Exact closed-form solutions are derived for the stresses due to periodic arrays of dislocations and arbitrarily polygonal inclusions of infinite length in a generally anisotropic half space. These solutions allow the analysis of the stability of a range of strained semiconductor structures. Critical thickness calculations are performed for unburied strained layers and for buried strained layers and quantum wire arrays in the GeSi/Si system. For strained layers (buried and unburied) these are in agreement with experiment. The results for quantum wires suggest that, once buried, they may be able to support, without loss of coherency, up to seven times the lattice mismatch that may be accommodated by a strained layer of comparable thickness.
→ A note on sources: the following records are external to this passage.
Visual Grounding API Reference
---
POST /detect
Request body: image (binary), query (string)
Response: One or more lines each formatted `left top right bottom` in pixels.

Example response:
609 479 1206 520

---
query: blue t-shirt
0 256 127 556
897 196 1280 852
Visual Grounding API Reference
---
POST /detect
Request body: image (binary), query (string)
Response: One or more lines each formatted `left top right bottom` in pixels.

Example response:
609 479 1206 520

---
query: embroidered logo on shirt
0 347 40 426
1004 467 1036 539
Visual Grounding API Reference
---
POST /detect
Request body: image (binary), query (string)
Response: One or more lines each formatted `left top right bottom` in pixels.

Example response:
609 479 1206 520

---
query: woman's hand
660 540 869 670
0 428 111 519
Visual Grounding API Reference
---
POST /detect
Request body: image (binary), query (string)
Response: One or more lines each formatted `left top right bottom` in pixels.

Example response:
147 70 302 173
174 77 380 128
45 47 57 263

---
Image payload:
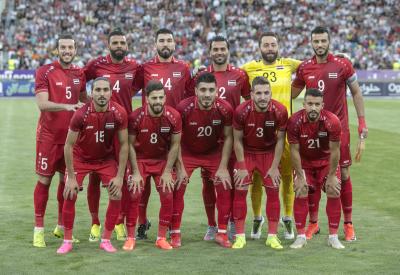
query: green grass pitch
0 98 400 274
Comparison of these results with those obtained in the isotropic approximation show that for the GeSi system the effect of anisotropy is to increase the predicted critical thickness by more than 30%. Dislocation formation above the critical thickness is studied for unburied strained layers. A stability criterion is presented, based on modelling the dislocation distribution as periodic and considering the driving force on a threading segment gliding through the periodic distribution. A closed-form solution for this driving force is presented, taking the effects of anisotropy fully into account. The configuration is defined to be stable when there is no path of positive driving force for the threading segment through the periodic distribution. The stability criterion yields results for the equilibrium dislocation density that are in reasonable agreement with experiment. In contrast with approaches that incorporate only the mean stress due to the background dislocation distribution, the present approach predicts that for a given layer thickness the equilibrium residual strain should depend upon the initial strain due to the lattice mismatch.